I think it's a step forward in that it's more integrated into the platform. Remember when TCP/IP used to be an add-on for an operating system?
> managers at Adobe and Sun must be kicking themselves
Both tried. As I recall Sun were blocked by Microsoft, and Flash was bundled as standard with Netscape from about 2001 onwards. Steve Jobs killed that stone-dead when he point-blank refused to support it on iDevices.
Some companies have all the right ideas and for whatever reason still can't execute.

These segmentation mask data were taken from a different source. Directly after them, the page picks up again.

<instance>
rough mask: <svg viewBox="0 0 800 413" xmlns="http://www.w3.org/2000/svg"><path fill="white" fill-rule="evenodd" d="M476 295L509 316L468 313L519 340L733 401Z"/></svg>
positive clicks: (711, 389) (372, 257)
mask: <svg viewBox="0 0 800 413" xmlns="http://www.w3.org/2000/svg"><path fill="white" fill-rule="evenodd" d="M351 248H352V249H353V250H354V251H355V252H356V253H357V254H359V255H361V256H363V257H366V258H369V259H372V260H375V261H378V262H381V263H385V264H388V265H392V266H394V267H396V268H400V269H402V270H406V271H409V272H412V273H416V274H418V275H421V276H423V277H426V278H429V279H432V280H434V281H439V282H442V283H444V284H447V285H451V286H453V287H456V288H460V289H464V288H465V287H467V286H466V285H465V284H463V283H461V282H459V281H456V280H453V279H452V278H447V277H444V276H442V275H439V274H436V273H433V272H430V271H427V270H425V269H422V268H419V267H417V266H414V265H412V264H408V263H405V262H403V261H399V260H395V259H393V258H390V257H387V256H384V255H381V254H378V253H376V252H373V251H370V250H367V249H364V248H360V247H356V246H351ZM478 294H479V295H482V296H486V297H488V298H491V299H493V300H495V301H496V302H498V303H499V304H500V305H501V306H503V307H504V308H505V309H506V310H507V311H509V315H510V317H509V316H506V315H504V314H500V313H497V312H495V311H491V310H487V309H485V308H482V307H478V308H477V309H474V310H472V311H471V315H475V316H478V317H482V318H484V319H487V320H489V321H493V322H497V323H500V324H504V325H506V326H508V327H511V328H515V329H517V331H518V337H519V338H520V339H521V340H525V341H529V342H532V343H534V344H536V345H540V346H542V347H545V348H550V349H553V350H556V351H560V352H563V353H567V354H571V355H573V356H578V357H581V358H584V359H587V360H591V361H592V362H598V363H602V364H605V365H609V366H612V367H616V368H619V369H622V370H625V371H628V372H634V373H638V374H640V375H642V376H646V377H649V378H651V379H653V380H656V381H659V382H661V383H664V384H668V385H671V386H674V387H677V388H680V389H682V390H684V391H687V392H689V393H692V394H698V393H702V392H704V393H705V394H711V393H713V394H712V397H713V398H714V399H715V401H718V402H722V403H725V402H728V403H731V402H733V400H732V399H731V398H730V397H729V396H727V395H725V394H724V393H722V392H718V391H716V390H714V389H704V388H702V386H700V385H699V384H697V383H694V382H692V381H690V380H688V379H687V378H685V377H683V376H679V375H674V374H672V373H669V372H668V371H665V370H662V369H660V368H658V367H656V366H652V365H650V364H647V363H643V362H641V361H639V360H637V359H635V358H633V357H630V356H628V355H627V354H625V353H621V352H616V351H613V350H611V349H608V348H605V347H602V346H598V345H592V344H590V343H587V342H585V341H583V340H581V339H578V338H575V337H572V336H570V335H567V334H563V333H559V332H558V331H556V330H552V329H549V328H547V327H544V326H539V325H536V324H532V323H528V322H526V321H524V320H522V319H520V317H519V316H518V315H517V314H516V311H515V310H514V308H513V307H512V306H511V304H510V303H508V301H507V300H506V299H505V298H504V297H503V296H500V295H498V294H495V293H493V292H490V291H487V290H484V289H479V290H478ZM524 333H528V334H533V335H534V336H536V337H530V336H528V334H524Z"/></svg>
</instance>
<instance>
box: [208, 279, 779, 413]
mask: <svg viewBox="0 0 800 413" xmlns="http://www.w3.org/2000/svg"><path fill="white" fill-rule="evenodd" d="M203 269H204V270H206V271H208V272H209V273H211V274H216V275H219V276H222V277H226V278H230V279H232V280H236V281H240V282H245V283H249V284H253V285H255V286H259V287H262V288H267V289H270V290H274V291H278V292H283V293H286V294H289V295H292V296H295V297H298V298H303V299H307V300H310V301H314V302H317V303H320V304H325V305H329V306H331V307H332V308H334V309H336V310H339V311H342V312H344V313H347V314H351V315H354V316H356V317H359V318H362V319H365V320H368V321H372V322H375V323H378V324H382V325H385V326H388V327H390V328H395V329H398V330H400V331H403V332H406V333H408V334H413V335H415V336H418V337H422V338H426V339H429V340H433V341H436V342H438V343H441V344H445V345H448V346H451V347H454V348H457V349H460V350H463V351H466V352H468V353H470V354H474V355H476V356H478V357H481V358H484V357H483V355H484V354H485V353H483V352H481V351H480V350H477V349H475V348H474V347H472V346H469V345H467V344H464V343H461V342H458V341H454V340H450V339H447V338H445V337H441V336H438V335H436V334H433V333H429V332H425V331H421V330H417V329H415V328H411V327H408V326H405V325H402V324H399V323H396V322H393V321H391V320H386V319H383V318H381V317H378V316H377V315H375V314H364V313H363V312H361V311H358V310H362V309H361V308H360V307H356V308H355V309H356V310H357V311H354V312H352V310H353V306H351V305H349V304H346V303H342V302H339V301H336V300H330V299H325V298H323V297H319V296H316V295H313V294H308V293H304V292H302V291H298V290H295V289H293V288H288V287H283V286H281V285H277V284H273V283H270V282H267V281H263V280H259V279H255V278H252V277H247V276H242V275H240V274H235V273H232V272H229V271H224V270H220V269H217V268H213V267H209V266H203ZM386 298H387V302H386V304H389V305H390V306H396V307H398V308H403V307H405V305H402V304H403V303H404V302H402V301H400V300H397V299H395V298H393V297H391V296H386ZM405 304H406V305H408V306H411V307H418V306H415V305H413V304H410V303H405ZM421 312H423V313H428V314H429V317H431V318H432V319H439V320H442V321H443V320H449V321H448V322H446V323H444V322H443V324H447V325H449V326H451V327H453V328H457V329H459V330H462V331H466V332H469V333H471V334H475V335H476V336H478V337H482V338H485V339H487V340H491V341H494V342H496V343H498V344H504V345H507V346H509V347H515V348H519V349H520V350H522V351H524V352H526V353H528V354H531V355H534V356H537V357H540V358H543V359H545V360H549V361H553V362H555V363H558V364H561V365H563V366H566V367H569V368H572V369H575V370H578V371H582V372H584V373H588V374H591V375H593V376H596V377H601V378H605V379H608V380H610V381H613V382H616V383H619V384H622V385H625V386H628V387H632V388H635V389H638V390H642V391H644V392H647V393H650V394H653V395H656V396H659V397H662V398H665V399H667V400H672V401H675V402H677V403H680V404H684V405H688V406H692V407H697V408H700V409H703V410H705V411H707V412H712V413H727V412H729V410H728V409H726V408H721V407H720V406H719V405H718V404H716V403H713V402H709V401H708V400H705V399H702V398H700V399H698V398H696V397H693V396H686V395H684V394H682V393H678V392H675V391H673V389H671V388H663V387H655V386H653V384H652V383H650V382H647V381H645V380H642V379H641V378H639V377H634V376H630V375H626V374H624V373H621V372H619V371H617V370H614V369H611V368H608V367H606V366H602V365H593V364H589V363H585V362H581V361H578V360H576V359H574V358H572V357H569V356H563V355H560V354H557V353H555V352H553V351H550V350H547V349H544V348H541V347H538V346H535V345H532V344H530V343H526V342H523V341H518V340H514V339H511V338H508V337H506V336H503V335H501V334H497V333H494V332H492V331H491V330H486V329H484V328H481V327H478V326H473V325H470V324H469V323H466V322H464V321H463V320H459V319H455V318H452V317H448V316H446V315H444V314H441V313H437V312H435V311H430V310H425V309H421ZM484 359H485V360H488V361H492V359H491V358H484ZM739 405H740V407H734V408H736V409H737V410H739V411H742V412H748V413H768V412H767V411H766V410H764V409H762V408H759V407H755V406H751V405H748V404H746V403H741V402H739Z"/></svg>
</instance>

Adobe AIR beat things like Electron and PhoneGap to market by years. IMHO the issue with Adobe is this insistence on 'open' still having various vary opinionated elements. Adobe Air for example had a lot of good ideas but still attempted to evangelize Flash and ActionScript. I _think_ MS is trying to pivot of that grave now with .NET Core. Time will tell if the Mono-to-Wasm or .NET Core Native projects have legs.
I was so very excited about Adobe Air and wrote a production application with it in 2009.
I _think_ a sweet spot for WASM data processing. The data visualization space should explode once I can with data in the browser at near native speed.
To be fair, AIR was not the first in the domain. Mozilla had XUL/XULRunner ~15 years ago, which could be used to quickly develop kick-ass cross-platform applications in JS (and is still, by and large, the base of Thunderbird and Firefox).
Sun thought that they had something like that with Java Apps ~20 years ago, except they forgot to make installation and UX compelling, and the memory requirements were unacceptable for the time.
I remember trying to do stuff with Adobe AIR and it just felt like a collosal waste of time. As soon as you tried to do anything that interacted outside of their sandbox you were severely limited. I remember some guys did a hack called cairngorm that I looked at but it seemed quite cumbersome. Then there was support, I think it was only after a few years they just gave up and spun it off to Apache ... you need to stick at it longer than that to establish yourself ...
Macs have always been throttled frying pans. They sacrifice much performance for the sake of thinness and design.
No wonder Flash always performed badly on mac devices.
> managers at Adobe and Sun must be kicking themselves
Both tried. As I recall Sun were blocked by Microsoft, and Flash was bundled as standard with Netscape from about 2001 onwards. Steve Jobs killed that stone-dead when he point-blank refused to support it on iDevices.